Somalitown, Hilowle’s first show at Cecilia Hillström Gallery, is a modest presentation of mostly new works centred around markers of traditional Somali culture such as headrests (“a symbol of vigilance,” according to The Met’s online catalogue of African Art) and macawiis, a sarong-like garment worn below a man’s waist. The latter’s bold geometrical patterns are a recurring visual motif in the exhibition, framing a trio of prints based on material from the artist’s archive of family photographs and reappearing in the sculpture Macawiis (2023), a length of sarong fabric encased in resin. Here, the decisive moment of undressing is captured in a twisting and strangely foetus-like form leaning precariously against the gallery wall. 

Salad Hilowle, Headrest I–V, 2023, installation view, Cecilia Hillström Gallery, Stockholm.

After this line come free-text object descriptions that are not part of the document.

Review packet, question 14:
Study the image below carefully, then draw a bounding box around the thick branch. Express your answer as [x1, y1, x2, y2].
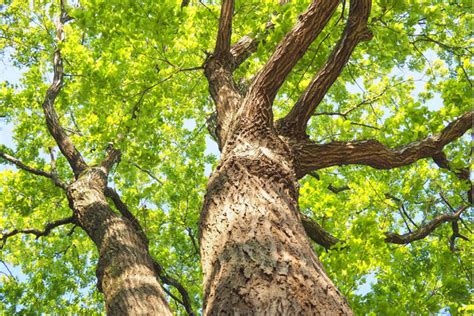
[204, 58, 242, 150]
[229, 20, 275, 69]
[384, 206, 468, 244]
[240, 0, 339, 126]
[0, 151, 67, 190]
[101, 144, 121, 174]
[204, 0, 242, 150]
[1, 216, 76, 248]
[301, 214, 341, 249]
[277, 0, 372, 138]
[215, 0, 234, 56]
[42, 15, 87, 177]
[295, 111, 473, 177]
[230, 35, 259, 68]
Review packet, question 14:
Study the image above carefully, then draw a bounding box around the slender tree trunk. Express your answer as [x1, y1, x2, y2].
[199, 129, 352, 315]
[67, 167, 171, 315]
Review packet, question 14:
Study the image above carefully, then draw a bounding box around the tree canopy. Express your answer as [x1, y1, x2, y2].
[0, 0, 472, 314]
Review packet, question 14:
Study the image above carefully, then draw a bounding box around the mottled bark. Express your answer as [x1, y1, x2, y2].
[199, 126, 352, 315]
[67, 167, 171, 315]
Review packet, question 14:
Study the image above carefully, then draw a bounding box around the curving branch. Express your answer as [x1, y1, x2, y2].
[241, 0, 339, 125]
[384, 206, 468, 244]
[0, 151, 67, 190]
[449, 220, 469, 251]
[294, 111, 473, 177]
[432, 151, 472, 204]
[1, 216, 76, 249]
[153, 261, 195, 316]
[41, 10, 87, 177]
[277, 0, 372, 138]
[302, 206, 469, 248]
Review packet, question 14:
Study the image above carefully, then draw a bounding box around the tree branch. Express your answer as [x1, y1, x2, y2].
[101, 144, 121, 174]
[204, 0, 242, 150]
[241, 0, 339, 125]
[449, 220, 469, 251]
[0, 151, 67, 190]
[294, 111, 473, 177]
[432, 151, 472, 204]
[1, 216, 76, 249]
[229, 20, 275, 69]
[230, 35, 259, 68]
[103, 186, 153, 249]
[153, 261, 195, 316]
[277, 0, 372, 138]
[301, 206, 469, 248]
[215, 0, 234, 56]
[384, 206, 468, 244]
[126, 160, 163, 184]
[308, 172, 350, 194]
[301, 214, 341, 249]
[41, 11, 87, 177]
[229, 1, 294, 69]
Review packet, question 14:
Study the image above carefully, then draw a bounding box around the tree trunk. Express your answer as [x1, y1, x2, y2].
[199, 128, 352, 315]
[67, 167, 171, 315]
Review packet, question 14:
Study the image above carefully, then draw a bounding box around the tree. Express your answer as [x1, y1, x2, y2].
[0, 0, 472, 314]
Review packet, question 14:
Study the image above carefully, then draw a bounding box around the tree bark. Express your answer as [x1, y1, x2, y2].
[67, 167, 171, 315]
[199, 127, 352, 315]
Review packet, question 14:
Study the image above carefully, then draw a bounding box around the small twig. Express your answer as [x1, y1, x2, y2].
[126, 161, 163, 185]
[153, 261, 195, 316]
[1, 216, 76, 249]
[186, 227, 200, 256]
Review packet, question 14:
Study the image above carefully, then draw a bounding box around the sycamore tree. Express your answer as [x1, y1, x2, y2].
[0, 0, 472, 314]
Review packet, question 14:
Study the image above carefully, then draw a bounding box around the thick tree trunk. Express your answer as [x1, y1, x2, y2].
[67, 167, 171, 315]
[199, 129, 352, 315]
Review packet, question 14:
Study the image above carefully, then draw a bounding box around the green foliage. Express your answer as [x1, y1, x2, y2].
[0, 0, 472, 314]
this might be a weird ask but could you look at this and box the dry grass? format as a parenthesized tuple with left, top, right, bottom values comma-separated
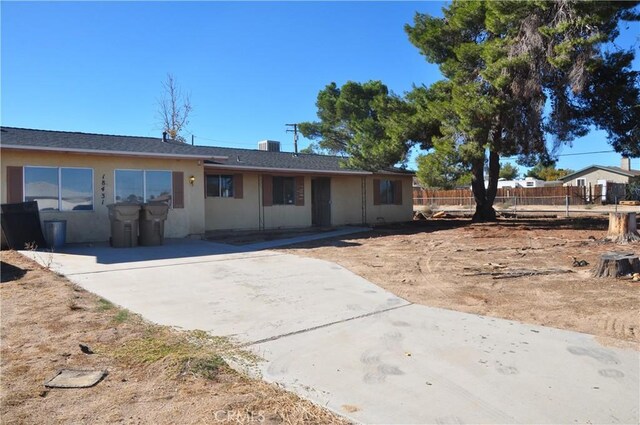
(0, 250, 348, 424)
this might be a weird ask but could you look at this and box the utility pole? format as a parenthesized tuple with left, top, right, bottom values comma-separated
(286, 123, 298, 154)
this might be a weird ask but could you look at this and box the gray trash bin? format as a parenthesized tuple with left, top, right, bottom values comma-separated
(139, 202, 169, 246)
(44, 220, 67, 249)
(107, 203, 141, 248)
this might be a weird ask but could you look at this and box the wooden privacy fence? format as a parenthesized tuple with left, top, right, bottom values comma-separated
(413, 183, 627, 206)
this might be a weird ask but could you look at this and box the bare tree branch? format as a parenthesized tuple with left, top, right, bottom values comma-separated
(157, 73, 192, 143)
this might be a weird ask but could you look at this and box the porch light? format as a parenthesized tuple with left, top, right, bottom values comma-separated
(189, 175, 196, 185)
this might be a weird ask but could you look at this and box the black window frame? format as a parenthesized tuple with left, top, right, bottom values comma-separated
(273, 176, 295, 205)
(379, 179, 395, 205)
(206, 174, 234, 198)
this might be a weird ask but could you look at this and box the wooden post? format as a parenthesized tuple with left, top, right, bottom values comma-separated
(605, 212, 640, 243)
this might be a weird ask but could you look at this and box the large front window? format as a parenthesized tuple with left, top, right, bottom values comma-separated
(24, 166, 93, 211)
(114, 170, 172, 205)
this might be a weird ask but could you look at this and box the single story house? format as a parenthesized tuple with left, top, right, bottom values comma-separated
(561, 157, 640, 187)
(0, 127, 414, 243)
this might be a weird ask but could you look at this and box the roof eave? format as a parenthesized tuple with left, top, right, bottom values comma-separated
(374, 170, 416, 177)
(204, 163, 371, 175)
(1, 144, 227, 161)
(560, 165, 636, 181)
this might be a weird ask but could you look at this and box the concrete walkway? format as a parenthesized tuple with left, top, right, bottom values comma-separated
(22, 234, 639, 424)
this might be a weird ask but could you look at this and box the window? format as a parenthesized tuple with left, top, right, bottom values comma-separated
(115, 170, 172, 205)
(273, 176, 295, 205)
(373, 178, 402, 206)
(115, 170, 143, 203)
(576, 178, 586, 187)
(61, 168, 94, 210)
(24, 166, 93, 211)
(145, 171, 172, 203)
(526, 181, 534, 187)
(206, 175, 234, 197)
(379, 179, 395, 205)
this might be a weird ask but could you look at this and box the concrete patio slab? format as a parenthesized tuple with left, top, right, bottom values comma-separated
(255, 304, 639, 424)
(21, 236, 639, 424)
(21, 237, 407, 343)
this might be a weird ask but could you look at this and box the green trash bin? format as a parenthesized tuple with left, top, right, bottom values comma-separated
(139, 202, 169, 246)
(107, 203, 141, 248)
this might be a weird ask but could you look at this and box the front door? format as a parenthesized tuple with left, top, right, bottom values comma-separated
(312, 178, 331, 227)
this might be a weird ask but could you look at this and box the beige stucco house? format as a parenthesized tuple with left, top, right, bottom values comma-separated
(560, 157, 640, 187)
(1, 127, 413, 243)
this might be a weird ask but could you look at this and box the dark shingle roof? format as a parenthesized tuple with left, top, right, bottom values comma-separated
(0, 126, 413, 175)
(198, 146, 371, 174)
(560, 165, 640, 181)
(0, 127, 214, 159)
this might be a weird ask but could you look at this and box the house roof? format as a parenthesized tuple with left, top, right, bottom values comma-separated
(0, 126, 219, 160)
(560, 164, 640, 181)
(200, 146, 399, 175)
(0, 127, 414, 176)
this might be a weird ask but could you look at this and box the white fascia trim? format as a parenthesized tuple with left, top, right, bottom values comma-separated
(2, 144, 227, 161)
(203, 163, 372, 175)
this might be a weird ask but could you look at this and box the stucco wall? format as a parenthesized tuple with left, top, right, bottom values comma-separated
(205, 173, 260, 230)
(563, 169, 631, 187)
(204, 172, 311, 231)
(204, 172, 413, 230)
(365, 175, 414, 225)
(331, 176, 365, 225)
(1, 149, 205, 243)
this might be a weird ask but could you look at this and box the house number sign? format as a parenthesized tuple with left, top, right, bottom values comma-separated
(101, 174, 106, 205)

Photo: Jean-Baptiste Béranger.

The macawiis shows up once again in Black Portrait of Francis Bacon (2019), a riff on Bacon’s Double Portrait of Lucien Freud and Frank Auerbach (1964), on permanent display at Moderna Museet. Hilowle is pictured with a bolt of floral-print cloth loosely tied around his waist, reclining on a red armchair, his chest bare and face blurred; a framed reproduction of Gustaf Lundberg’s 1775 pastel portrait of Couschi or “Badin,” the well-known former slave and foster son of the Swedish queen Lovisa Ulrika, hangs in the background. Displacing the violence of Bacon’s desiring gaze onto his own body, this image from Hilowle’s student days, although staged, has a rawness that contrasts with the more recent works on view, which feel rather more constrained by the commercial setting. 

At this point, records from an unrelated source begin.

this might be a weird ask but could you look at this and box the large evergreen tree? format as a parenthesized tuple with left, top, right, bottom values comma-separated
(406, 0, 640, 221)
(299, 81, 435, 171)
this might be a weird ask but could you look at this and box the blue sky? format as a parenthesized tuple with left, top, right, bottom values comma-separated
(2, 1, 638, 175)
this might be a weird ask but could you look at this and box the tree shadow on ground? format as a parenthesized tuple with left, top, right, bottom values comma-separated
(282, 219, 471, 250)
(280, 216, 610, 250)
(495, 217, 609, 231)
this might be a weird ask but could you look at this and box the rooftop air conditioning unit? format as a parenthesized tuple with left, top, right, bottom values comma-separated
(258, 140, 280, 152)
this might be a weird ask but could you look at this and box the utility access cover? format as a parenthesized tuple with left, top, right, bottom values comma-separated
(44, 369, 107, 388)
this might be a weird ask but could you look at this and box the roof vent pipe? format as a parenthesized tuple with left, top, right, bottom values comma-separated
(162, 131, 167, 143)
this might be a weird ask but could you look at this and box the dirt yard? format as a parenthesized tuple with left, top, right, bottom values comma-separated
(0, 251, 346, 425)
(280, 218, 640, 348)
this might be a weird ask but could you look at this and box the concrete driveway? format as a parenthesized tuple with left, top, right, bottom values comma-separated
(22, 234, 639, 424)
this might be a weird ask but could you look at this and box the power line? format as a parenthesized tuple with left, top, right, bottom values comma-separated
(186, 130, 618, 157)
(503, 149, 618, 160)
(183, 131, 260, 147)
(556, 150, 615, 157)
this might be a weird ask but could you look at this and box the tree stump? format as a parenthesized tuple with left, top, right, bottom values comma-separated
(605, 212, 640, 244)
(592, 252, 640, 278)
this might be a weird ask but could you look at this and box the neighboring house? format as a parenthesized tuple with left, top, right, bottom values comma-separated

Indeed, there is a sense in which Somalitown is hampered by its mode of address. The show’s title references a pre-election gaffe by Sweden’s former Prime Minister Magdalena Andersson, who, while speaking on the government’s policy of social integration, remarked: “We don’t want Chinatown, Somalitown, or Little Italy.” Just as the unfortunate term “Somalitown” panders to a predominately white electorate by raising the spectre of an Other that cannot be integrated within the dominant order, Hilowle’s signs of difference cater to a culture of whiteness that ultimately seeks to disarm difference and domesticate it. A culture, in other words, that not only ‘tolerates’ certain forms of difference, but also strives to appropriate them in order to both profit and signal its own virtuousness, politically progressive agendas, and (ostensibly) anti-racist values. 

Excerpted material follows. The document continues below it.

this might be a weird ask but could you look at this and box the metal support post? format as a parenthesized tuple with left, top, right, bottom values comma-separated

I cannot begrudge Hilowle for playing what artist and critic Olu Oguibe calls the strategic-essentialist game of “double Dutch” – a reference to Yinka Shonibare CBE’s famous series of paintings from 1994 using Dutch wax fabrics – forced upon racialised “Outsiders” who risk participating in the Western cultural marketplace, which remains overwhelmingly white, Euro-American, and male. What’s more, for Sweden’s current government, a right-wing coalition of economically liberal and ultranationalist parties, difference is anything but tolerable (as Oguibe emphasises, only those who must constantly battle for their existence must also strategise it). Still, this is a surprisingly complacent and underwhelming offering from an artist whose best works are characterised by their boldness and complexity. More disappointing, perhaps, is what it suggests about the state of the Swedish culture game, and the high stakes – for some – of buying in.

Salad Hilowle, Macawiis, epoxy, metal frame, 86 x 24 x 5.5 cm, 2023 / Black Portrait of Francis Bacon, 2019. Installation view, Cecilia Hillström Gallery, Stockholm. Photo: Jean-Baptiste Béranger.